Nati a metà degli anni 90 da un'idea di Jeff Tweedy, direttamente dalle ceneri degli Uncle Tupelo (ex band di Tweedy) una delle band di riferimento della scena alt-country; oggi i Wilco sono una delle certezze indie rock su cui può far affidamento la scena statunitense. Unicum (o poco ci manca): amati in egual misura da pubblico e critica, se non è un primato questo!

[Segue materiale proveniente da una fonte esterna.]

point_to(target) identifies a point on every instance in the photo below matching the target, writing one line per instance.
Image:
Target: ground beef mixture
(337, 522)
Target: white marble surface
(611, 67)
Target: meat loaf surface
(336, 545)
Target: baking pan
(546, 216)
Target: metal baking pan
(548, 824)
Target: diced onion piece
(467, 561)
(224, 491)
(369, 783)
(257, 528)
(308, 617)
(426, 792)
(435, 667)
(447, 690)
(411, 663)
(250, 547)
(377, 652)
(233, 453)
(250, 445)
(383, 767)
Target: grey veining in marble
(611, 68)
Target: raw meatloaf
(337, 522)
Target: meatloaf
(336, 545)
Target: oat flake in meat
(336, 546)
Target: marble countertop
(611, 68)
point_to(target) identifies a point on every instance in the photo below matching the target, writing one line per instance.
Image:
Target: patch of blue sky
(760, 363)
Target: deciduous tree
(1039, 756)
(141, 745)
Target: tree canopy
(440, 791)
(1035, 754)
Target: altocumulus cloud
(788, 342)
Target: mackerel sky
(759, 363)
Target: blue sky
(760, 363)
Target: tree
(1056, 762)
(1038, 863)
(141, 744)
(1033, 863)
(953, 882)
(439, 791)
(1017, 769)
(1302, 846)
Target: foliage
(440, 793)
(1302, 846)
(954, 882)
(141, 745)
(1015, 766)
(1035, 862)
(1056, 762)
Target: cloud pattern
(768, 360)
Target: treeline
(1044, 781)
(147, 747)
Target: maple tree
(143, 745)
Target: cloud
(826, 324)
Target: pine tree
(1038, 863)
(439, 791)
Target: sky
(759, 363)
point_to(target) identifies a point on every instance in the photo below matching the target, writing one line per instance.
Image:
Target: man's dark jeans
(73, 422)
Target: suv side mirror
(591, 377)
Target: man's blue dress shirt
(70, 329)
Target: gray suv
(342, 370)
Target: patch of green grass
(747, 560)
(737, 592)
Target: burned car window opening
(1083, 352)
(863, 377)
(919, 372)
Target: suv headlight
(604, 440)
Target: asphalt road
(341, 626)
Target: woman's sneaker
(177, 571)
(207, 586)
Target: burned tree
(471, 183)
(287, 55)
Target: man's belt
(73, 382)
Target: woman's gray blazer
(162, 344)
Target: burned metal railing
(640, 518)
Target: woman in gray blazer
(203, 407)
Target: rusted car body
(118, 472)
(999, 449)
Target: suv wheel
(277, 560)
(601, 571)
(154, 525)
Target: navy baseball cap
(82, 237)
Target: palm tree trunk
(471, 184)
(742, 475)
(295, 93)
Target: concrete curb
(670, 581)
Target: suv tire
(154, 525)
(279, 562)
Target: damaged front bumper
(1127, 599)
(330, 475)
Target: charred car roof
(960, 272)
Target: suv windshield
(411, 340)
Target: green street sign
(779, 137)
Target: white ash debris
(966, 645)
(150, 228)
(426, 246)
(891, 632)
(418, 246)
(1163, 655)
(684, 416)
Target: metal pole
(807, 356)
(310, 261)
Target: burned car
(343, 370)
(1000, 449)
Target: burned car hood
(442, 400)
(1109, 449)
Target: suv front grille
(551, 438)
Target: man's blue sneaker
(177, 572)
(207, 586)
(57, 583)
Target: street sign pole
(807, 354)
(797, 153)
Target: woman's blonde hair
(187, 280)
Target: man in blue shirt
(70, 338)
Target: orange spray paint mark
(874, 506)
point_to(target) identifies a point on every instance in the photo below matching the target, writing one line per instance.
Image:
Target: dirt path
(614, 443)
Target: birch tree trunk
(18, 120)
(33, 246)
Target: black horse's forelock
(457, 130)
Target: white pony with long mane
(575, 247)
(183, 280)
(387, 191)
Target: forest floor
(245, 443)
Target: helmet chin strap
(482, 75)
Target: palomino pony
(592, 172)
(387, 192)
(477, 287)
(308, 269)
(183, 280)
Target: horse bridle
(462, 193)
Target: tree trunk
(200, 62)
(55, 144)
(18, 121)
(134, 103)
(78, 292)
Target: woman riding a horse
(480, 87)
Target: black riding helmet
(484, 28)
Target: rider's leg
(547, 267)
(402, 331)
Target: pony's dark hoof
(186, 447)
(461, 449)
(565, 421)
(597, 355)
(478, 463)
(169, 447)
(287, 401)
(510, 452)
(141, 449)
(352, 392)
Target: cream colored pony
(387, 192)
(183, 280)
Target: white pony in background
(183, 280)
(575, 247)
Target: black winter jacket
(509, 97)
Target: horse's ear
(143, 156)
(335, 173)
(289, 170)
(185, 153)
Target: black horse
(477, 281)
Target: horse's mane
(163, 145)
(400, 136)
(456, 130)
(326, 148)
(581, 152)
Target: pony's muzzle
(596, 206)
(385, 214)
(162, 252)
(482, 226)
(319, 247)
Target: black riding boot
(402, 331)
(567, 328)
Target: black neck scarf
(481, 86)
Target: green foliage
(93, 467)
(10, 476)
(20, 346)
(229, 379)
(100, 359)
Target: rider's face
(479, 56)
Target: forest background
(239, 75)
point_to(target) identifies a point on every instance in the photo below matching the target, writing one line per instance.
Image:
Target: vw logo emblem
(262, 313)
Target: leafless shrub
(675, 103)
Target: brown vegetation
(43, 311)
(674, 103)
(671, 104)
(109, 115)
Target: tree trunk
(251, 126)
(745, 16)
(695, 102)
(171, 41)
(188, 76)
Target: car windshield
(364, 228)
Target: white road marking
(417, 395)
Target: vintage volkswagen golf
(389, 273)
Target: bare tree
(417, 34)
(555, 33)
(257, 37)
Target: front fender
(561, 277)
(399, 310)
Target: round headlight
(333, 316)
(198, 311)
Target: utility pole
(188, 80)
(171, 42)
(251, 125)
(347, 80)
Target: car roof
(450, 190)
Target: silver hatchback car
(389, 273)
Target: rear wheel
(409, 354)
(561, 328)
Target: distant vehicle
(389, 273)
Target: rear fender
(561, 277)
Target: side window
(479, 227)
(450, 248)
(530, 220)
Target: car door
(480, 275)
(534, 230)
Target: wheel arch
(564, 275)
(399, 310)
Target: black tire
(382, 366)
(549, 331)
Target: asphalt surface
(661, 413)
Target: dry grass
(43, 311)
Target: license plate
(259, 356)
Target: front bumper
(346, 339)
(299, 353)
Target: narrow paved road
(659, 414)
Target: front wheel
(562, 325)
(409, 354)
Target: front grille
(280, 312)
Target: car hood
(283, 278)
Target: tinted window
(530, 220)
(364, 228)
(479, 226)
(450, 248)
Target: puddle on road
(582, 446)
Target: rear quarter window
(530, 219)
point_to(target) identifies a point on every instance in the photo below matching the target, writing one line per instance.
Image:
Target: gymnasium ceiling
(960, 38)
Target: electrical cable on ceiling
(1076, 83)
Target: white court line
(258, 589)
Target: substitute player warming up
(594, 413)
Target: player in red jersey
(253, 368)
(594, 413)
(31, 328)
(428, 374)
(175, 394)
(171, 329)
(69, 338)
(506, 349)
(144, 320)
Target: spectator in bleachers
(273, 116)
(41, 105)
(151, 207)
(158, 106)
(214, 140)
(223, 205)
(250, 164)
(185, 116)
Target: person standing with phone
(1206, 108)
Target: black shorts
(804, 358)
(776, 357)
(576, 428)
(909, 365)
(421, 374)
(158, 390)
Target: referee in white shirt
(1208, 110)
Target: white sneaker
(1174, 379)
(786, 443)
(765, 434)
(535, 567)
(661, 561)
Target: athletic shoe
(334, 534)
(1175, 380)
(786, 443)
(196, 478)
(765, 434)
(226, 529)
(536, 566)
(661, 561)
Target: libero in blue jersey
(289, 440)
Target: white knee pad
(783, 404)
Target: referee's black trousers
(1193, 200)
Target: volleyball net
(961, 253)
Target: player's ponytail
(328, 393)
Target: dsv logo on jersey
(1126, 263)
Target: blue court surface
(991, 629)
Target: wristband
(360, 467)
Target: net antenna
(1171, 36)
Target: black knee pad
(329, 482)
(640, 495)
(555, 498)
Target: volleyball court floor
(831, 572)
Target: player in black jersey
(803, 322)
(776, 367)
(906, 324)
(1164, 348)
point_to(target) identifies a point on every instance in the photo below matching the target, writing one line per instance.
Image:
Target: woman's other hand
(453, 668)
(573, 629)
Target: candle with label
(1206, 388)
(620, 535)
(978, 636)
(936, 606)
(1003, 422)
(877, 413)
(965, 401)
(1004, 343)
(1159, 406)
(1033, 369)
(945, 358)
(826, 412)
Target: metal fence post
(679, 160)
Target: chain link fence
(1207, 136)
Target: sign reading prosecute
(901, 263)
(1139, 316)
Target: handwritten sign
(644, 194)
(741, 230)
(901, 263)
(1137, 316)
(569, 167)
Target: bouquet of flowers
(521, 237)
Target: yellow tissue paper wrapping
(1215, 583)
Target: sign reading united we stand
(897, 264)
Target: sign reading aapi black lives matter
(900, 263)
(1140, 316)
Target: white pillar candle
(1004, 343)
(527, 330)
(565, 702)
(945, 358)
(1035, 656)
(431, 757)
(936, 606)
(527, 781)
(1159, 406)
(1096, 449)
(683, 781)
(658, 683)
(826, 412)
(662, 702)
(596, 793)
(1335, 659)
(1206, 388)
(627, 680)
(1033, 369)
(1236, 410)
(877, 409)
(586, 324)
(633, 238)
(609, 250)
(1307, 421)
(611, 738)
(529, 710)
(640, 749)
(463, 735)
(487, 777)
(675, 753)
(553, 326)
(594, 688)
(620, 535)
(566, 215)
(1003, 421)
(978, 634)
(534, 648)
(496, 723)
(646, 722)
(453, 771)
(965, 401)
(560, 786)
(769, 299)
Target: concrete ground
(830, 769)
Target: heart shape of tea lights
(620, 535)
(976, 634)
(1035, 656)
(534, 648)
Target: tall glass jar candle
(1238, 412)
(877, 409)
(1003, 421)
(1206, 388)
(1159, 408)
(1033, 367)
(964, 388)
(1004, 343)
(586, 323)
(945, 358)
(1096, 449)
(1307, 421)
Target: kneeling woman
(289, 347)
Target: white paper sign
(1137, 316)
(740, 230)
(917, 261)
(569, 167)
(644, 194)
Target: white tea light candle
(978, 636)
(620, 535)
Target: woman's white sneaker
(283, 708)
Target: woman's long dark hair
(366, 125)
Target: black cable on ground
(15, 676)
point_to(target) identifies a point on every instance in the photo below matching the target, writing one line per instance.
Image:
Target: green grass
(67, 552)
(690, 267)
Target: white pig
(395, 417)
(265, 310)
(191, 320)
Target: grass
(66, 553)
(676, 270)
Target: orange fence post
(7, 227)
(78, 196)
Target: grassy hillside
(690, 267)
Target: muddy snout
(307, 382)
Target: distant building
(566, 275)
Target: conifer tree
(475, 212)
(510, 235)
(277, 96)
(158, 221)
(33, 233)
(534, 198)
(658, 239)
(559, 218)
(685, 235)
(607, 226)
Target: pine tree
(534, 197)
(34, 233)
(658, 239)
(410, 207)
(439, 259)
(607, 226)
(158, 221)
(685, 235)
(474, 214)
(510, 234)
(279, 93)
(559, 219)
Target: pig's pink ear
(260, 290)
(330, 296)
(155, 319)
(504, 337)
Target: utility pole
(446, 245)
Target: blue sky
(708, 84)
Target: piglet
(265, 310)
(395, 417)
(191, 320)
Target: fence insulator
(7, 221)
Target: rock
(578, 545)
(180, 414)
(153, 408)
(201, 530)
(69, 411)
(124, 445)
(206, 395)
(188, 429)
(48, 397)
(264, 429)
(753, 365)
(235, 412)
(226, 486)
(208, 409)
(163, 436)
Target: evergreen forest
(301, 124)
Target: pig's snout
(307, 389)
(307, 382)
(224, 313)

"Cousin" è il 13° album della band di Chicago. Il quinto album dal 2015 (quando uscì "Star Wars") un periodo di otto anni durante il quale Tweedy ha anche pubblicato quattro album da solista e tre libri. Giusto per dare il senso della prolificità di questo artista.
E ancora, al 30° anno di attività i Wilco appaiono nella loro versione più politicamente esposta, non sono usuali brani impegnati come "Ten Dead" in cui Jeff Tweedy deplora la normalizzazione degli omicidi di massa: "Accendi la radio, è questo che dicono/Niente più, niente più, non più di dieci morti."

Nonostante la loro proverbiale predisposizione all'essere indipendenti, di cui scrivevo poco sopra, "Cousin" rappresenta una svolta per la band. In "Cousin" il gruppo ha ceduto parte del controllo sul processo di registrazione alla sperimentatrice pop Cate Le Bon, che ha seguito la produzione e si è seduta alle tastiere in diverse tracce, creando una collaborazione che porta bene a tutte le parti coinvolte. Le Bon ha aggiunto un senso di precarietà e di rischio, ma senza mai compromettere la visione della band, ma esaltando e recuperando l’anima musicale degli Wilco.

Cosa ha comportato questo? Fortunatamente solo buone notizie: "Cousin" ricorda da vicino l’indimenticato e indimenticabile "Yankee Hotel Foxtrot" del 2002 o il successivo "A Ghost Is Born": robuste ed eleganti melodie, nuvole di rumore leggere come panna montata, per toccare l’apice dell’alt. country e dell’indie folk statunitensi; con un interludio centrale che declina in una piacevole sfumatura crepuscolare e autunnale con "Levee" e "Evicted".
Warning: ricordiamoci comunque che ai tempi dei due succitati album c'era un certo Jim O'Rourke in cabina di regia.

Che il dio dell'indie rock ci preservi Jeff Tweedy & Co. ancora a lungo.